Vous n’excluez pas de vous présenter à l’élection présidentielle de 2012. Pour beaucoup de Français arabo-musulmans, notamment en banlieue, vous êtes l’homme du discours du 14 février 2003 à l’ONU contre l’intervention américaine en Irak. Est-ce que vous comptez mettre à profit, électoralement parlant, cette popularité auprès de ces Français ?

La popularité ou la connaissance, c’est un capital, en politique. Mon idée, ce n’est pas de le mettre à profit, c’est de m’appuyer sur des atouts : le fait d’être né en Afrique du Nord, d’avoir une expérience internationale, crée une proximité. Le fait d’avoir pu connaître l’épreuve de la justice, c’est aussi une capacité à comprendre des difficultés ou des frustrations. Ce sont donc autant de passerelles et de liens qui font qu’on se sent plus proche. Et dans les banlieues, je sens l’urgence d’apporter des réponses. Quand il y a une telle attente vis-à-vis de la République, on se doit de se mobiliser.

Vous parlez d’épreuve de la justice. Mais vous n’avez jamais encore été incarcéré.

Le sentiment qui peut être celui de la stigmatisation, de la discrimination, est un sentiment très vif qui touche à la personne. La justice, quand on y est confronté, est finalement très proche de ce qu’on peut ressentir dans sa chair quand on est éprouvé pour des raisons de santé, familiales ou professionnelles. Comment surmonter cela ? Est-ce qu’il faut s’attarder sur ses blessures ou est-ce qu’il faut sortir de soi et aller vers les autres ? Ma conviction, c’est qu’on est plus fort quand on est capable d’aller vers les autres.

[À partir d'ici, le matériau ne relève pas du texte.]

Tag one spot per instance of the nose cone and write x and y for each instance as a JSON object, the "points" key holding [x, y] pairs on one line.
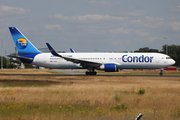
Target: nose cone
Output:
{"points": [[172, 62]]}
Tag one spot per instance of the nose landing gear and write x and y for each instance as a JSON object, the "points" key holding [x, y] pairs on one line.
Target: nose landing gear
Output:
{"points": [[161, 73], [91, 72]]}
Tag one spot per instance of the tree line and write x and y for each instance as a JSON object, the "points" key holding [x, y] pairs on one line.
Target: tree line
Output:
{"points": [[172, 50]]}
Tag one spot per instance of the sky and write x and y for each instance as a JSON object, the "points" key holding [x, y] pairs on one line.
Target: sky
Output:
{"points": [[91, 25]]}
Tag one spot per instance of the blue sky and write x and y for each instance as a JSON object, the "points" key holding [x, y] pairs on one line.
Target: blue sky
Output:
{"points": [[89, 25]]}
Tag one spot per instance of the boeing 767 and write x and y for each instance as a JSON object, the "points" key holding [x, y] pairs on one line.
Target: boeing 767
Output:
{"points": [[109, 62]]}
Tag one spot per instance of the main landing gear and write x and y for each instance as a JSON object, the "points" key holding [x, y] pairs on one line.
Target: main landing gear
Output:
{"points": [[91, 72], [161, 73]]}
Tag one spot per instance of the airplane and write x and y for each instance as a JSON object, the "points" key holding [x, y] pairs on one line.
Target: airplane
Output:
{"points": [[108, 62]]}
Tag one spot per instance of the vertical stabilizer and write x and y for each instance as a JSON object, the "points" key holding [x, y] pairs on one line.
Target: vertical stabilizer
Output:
{"points": [[24, 46]]}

Avez-vous un programme pour améliorer les relations entre la France et le Maghreb, et notamment avec l’Algérie ?

Ma conviction, c’est que nous ne tirons pas suffisamment profit de cette proximité géographique, culturelle et historique avec l’ensemble de l’Afrique du Nord. Avec l’Algérie, compte tenu des blessures qui ont existé entre nos deux pays, il est particulièrement important d’avoir des politiques actives. Dans le développement de l’Europe, je suis convaincu que l’Afrique du Nord, comme la Turquie, comme la Russie, fait partie de ce que j’aurais tendance d’appeler un grand pôle à vocation européenne.

Etes-vous favorable à la signature d’un traité d’amitié entre la France et l’Algérie ?

Je crois que le temps est venu de tourner une page dans les relations entre la France et l’Algérie. Ce traité d’amitié serait le moyen de regarder résolument vers l’avenir. Nous avons eu dans les dernières décennies beaucoup de sujets de confrontations, et c’est avec force qu’il nous faut maintenant unir nos volontés pour écrire une nouvelle histoire.

Il y aura bientôt la Coupe du monde de football en Afrique du Sud. L’Algérie et la France y seront. Lors de matchs de qualification, il y a eu en France des débordements de la part de supporters algériens. Que dites-vous à ces jeunes qui sont très fiers de leur équipe et à qui on reproche parfois de soutenir davantage l’Algérie que la France qui est aussi leur pays ?

Je comprends très bien qu’on puisse s’enflammer pour une équipe qui représente le pays dont on est originaire, mais tout ceci doit se faire dans la civilité. Donc, il faut apprendre à se maîtriser pour éviter les débordements. Il n’y pas de raison que l’enthousiasme s’exprime au détriment du pays dans lequel on vit.

Votre affichage médiatique, aujourd’hui à Bondy, a lieu à une semaine du jugement qui vous concerne dans l’affaire Clearstream. Est-ce une pure coïncidence ?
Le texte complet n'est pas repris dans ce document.